First Impression, Key Impression

The fortune cookie is correct: You never get a second chance to make a good first impression. First impressions are essential in the security business, whether it is a guard checking in visitors at a reception desk, an officer patrolling a building, a supervisor training a new officer, or a security department manager debriefing a company official. For each person the following facts apply:

* It takes less than two minutes to make an impression.

* A positive first impression builds credibility, rapport, and trust - critical factors in the security business.

* It is difficult, probably impossible, to change a negative first impression unless you have time to do so.

* First impressions depend on what people see, not on what you say.

The process by which first impressions are formed is complicated but predictable. When we meet someone for the first time in face-to-face interactions, the receiver's eyes take into account a tremendous amount of information. Therefore, the first key question to ask yourself and your staff is: What do I look like? What messages do my body language and appearance give?

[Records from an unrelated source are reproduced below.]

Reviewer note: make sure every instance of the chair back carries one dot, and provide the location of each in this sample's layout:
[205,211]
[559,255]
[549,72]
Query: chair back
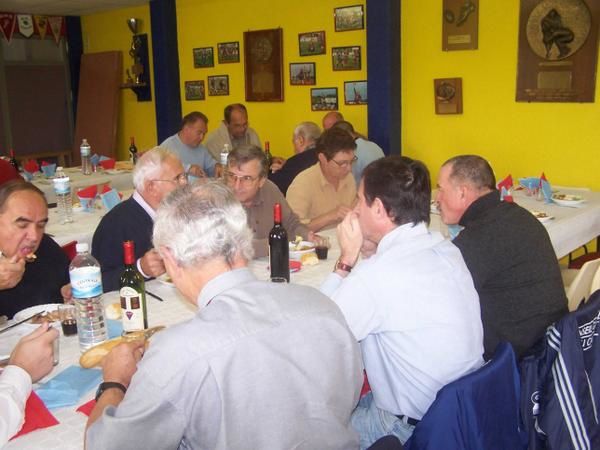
[477,411]
[580,287]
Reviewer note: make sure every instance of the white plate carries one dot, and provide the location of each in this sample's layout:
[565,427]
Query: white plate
[297,254]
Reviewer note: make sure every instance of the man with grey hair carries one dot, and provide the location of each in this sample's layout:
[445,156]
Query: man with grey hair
[157,172]
[260,366]
[304,140]
[508,253]
[246,175]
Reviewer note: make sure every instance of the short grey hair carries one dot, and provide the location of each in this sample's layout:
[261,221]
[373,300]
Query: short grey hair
[310,131]
[149,164]
[203,222]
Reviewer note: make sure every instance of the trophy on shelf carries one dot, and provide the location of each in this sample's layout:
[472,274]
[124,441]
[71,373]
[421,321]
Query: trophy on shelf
[138,68]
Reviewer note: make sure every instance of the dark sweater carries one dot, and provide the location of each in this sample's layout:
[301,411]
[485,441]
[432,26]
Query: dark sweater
[293,166]
[127,221]
[41,281]
[515,271]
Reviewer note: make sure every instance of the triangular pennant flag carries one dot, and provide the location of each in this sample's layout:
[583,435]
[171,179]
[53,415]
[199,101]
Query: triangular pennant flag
[41,22]
[25,24]
[7,25]
[55,26]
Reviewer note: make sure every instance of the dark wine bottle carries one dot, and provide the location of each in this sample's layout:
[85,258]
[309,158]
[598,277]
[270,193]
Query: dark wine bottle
[132,293]
[279,249]
[133,150]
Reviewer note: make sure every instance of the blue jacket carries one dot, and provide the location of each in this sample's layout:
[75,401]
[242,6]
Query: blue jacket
[561,383]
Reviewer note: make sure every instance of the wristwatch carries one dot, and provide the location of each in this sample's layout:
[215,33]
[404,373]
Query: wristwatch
[109,385]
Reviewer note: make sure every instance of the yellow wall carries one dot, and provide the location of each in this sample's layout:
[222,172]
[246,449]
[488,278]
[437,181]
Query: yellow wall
[108,32]
[206,23]
[561,139]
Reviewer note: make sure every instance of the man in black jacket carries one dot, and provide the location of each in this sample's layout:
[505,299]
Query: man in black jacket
[508,253]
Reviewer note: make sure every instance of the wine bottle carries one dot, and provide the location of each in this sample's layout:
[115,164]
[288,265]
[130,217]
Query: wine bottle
[132,293]
[279,249]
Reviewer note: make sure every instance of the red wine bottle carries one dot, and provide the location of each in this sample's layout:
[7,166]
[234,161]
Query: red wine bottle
[279,249]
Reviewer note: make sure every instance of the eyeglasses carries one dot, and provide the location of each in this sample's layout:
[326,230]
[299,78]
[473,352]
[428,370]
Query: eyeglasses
[345,163]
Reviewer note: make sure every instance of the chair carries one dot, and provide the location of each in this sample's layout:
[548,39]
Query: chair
[478,411]
[579,289]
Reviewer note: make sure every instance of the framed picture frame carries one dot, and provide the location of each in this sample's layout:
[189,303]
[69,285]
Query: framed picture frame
[312,43]
[194,90]
[355,92]
[346,58]
[303,74]
[263,65]
[348,18]
[203,57]
[228,52]
[323,99]
[218,85]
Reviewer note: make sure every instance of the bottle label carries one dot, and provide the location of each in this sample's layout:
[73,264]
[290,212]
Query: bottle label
[133,309]
[86,282]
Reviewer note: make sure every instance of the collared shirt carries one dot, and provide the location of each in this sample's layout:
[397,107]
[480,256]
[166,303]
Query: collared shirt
[261,366]
[260,218]
[415,311]
[311,195]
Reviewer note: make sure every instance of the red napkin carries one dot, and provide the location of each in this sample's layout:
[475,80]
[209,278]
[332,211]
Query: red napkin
[86,408]
[36,416]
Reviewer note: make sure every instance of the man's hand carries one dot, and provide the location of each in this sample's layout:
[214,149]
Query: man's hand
[34,352]
[152,264]
[11,271]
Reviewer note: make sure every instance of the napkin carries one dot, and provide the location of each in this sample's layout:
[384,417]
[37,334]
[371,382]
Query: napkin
[36,416]
[66,388]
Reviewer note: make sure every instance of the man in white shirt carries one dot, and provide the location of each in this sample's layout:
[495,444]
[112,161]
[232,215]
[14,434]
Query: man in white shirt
[30,360]
[412,305]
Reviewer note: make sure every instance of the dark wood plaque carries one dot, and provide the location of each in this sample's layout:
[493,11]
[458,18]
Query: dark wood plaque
[558,48]
[460,19]
[263,64]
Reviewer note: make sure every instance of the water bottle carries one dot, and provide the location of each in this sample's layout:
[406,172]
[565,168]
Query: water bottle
[64,202]
[86,162]
[86,285]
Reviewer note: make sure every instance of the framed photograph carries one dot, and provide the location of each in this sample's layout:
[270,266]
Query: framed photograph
[303,74]
[218,85]
[194,90]
[323,99]
[203,57]
[349,18]
[346,58]
[228,52]
[355,92]
[263,64]
[312,43]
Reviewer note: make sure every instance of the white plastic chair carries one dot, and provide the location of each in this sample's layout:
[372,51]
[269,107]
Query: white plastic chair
[580,288]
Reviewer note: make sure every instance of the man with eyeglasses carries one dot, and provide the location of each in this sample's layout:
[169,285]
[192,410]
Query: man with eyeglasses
[323,194]
[156,174]
[187,145]
[246,175]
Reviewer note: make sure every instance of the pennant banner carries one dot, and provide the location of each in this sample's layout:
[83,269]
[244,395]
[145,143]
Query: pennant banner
[25,24]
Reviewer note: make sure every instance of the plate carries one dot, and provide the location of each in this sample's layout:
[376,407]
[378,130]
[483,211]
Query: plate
[567,199]
[305,246]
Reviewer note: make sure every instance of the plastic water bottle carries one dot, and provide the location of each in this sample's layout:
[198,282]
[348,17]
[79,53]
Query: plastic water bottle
[86,162]
[86,285]
[64,202]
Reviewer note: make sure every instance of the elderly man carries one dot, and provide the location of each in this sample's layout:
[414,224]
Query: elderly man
[33,268]
[412,305]
[304,140]
[323,194]
[157,172]
[508,252]
[246,175]
[366,151]
[234,130]
[187,145]
[260,366]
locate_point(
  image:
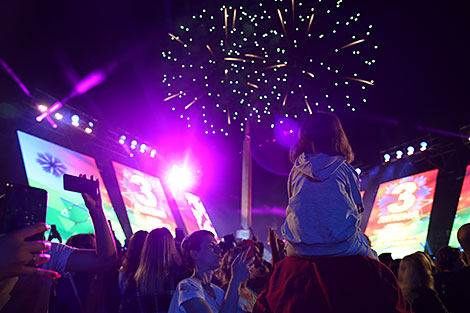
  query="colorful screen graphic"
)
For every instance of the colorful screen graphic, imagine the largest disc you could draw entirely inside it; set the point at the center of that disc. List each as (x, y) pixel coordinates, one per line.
(193, 213)
(399, 219)
(145, 201)
(45, 164)
(462, 216)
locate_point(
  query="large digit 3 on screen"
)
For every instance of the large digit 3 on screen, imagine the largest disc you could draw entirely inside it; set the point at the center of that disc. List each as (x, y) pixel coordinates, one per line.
(399, 219)
(144, 198)
(193, 213)
(45, 164)
(462, 216)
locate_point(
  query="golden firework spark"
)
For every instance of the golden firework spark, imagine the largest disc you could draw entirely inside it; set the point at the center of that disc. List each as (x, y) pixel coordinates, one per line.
(210, 50)
(359, 80)
(310, 74)
(173, 96)
(285, 99)
(282, 21)
(234, 59)
(274, 66)
(190, 104)
(234, 17)
(309, 24)
(176, 38)
(293, 13)
(308, 106)
(226, 23)
(352, 44)
(254, 56)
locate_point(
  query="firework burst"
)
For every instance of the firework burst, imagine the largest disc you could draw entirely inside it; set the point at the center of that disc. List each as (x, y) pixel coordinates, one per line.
(279, 58)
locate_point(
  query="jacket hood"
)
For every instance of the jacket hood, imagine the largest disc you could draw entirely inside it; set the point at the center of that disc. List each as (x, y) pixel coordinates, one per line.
(320, 166)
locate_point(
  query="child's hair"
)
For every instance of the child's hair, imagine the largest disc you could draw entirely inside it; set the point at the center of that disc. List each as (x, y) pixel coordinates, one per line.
(159, 257)
(415, 273)
(193, 243)
(322, 132)
(132, 258)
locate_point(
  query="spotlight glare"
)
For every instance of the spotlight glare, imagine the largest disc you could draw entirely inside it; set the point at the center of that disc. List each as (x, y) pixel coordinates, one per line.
(180, 178)
(423, 145)
(122, 140)
(410, 150)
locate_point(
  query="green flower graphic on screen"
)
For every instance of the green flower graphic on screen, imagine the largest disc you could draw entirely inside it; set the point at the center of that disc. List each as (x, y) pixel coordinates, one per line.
(45, 165)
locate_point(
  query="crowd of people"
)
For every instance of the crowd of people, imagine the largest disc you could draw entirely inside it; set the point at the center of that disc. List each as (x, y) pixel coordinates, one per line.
(321, 263)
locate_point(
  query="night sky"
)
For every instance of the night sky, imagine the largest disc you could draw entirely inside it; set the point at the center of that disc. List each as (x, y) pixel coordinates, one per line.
(420, 75)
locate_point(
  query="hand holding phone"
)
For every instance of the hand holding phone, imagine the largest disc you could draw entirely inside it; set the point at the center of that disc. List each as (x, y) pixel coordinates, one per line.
(24, 206)
(81, 184)
(89, 188)
(18, 257)
(248, 243)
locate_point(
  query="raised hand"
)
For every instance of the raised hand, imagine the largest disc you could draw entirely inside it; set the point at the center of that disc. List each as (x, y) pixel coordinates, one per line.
(20, 258)
(92, 202)
(241, 267)
(277, 246)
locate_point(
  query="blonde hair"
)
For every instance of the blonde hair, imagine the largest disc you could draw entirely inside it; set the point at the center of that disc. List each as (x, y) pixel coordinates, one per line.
(158, 257)
(322, 133)
(414, 273)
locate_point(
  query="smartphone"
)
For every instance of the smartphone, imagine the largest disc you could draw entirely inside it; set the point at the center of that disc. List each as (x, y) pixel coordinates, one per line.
(24, 206)
(247, 243)
(179, 235)
(80, 184)
(229, 241)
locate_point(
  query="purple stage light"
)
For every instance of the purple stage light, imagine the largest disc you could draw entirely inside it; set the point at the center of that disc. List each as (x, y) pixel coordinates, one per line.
(286, 132)
(14, 77)
(46, 114)
(88, 82)
(180, 178)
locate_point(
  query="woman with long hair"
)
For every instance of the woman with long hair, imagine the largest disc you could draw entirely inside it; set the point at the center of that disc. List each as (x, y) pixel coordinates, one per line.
(132, 258)
(197, 294)
(155, 280)
(325, 205)
(417, 283)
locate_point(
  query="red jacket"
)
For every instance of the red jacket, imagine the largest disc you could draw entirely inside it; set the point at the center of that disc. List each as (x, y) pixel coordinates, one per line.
(331, 284)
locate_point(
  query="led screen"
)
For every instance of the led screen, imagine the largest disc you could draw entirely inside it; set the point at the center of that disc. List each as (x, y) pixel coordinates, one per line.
(400, 215)
(144, 198)
(462, 216)
(193, 213)
(45, 164)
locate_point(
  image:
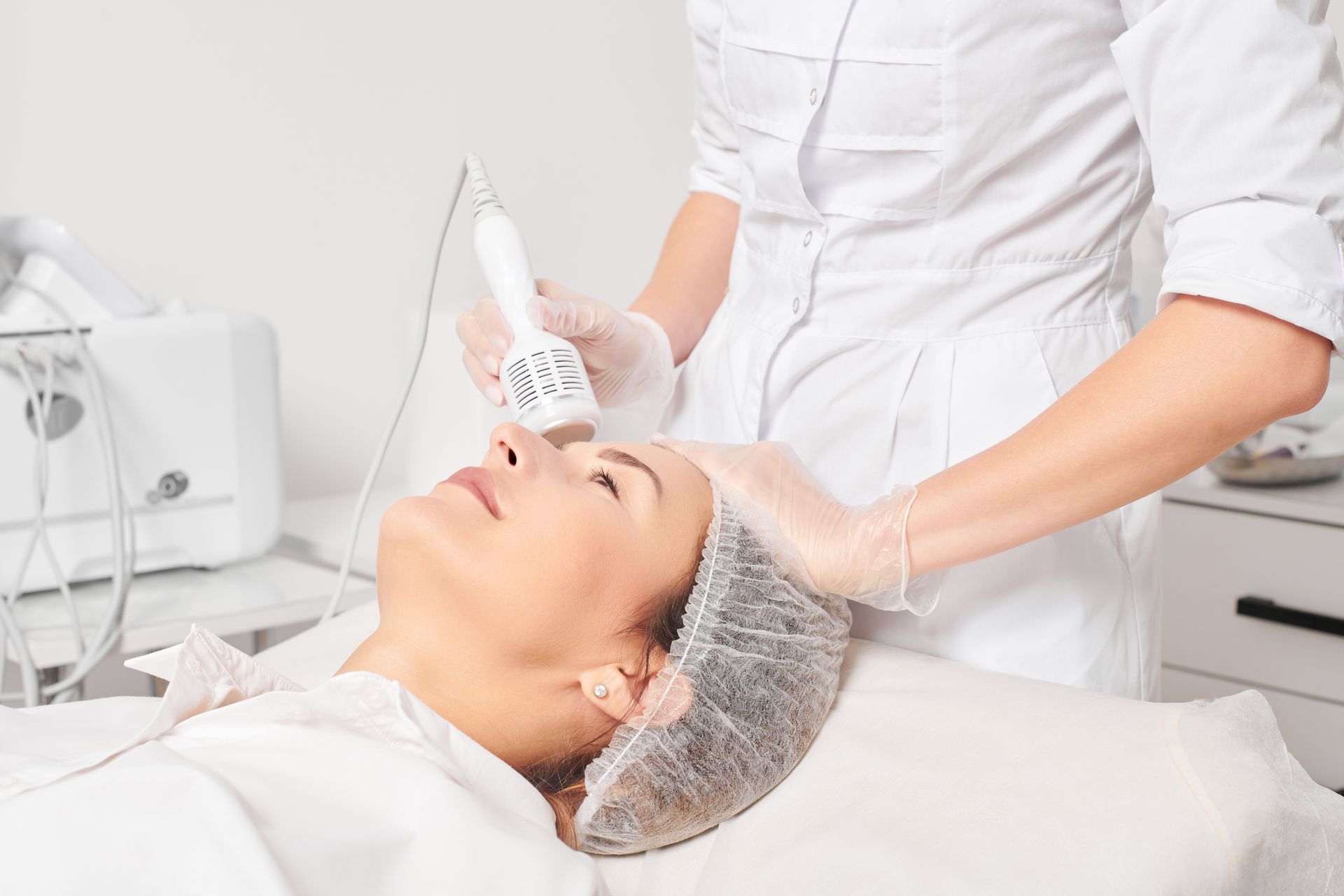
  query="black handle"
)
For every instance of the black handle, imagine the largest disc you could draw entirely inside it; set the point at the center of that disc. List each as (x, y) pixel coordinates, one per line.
(1266, 609)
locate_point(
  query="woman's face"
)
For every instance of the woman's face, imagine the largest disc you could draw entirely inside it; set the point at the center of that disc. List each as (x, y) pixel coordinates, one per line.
(545, 556)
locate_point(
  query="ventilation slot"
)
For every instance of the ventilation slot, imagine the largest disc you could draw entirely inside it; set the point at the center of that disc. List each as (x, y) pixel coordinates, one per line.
(545, 374)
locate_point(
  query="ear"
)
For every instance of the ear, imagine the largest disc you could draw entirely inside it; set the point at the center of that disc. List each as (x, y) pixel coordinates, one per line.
(631, 696)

What do you look like? There is a sequence by which people process information when meeting someone for the first time, and it begins with the nonverbal. At any point during an interaction, one or more of the following attributes may stand out; if they do, the other person has to work through them before proceeding to the next one:

* skin color

* gender

* age

* appearance

* facial expressions

* eye contact

* personal space

* movement

* touch

Fifty-five percent of meaning is conveyed, studies indicate, by just these nine nonverbals. It may not be the meaning you - or that guard - intended. You may not intend to be seen as hostile, arrogant, rude, or slovenly, but people meeting you for the first time tend to believe what their eyes tell them about you.

The power of nonverbal communication is such that in our society we are more likely to respond to orders coming from someone in uniform than from someone in civilian clothes. Research documents how persuasive guard uniforms are - (using uniform, badge, insignia, but no gun) - in achieving compliance. In fact, some

evidence suggests wearing a uniform affects the psychology of the wearer, perhaps increasing his or her authoritative behavior.

The uniform itself provides so much power in most situations that it may be unnecessary to push it further with mirrored or dark sunglasses, swaggering movements, unrelenting eye contact, or aggressive gestures. In fact, for many cultures in the United States, such body language may exacerbate tension and heighten conflict.

Once people take in what they see, they zero in on your voice - assuming they haven't made up their minds based on the nonverbals alone. A voice will either enhance the initial impression or change it and that makes the next question just as important as how you look.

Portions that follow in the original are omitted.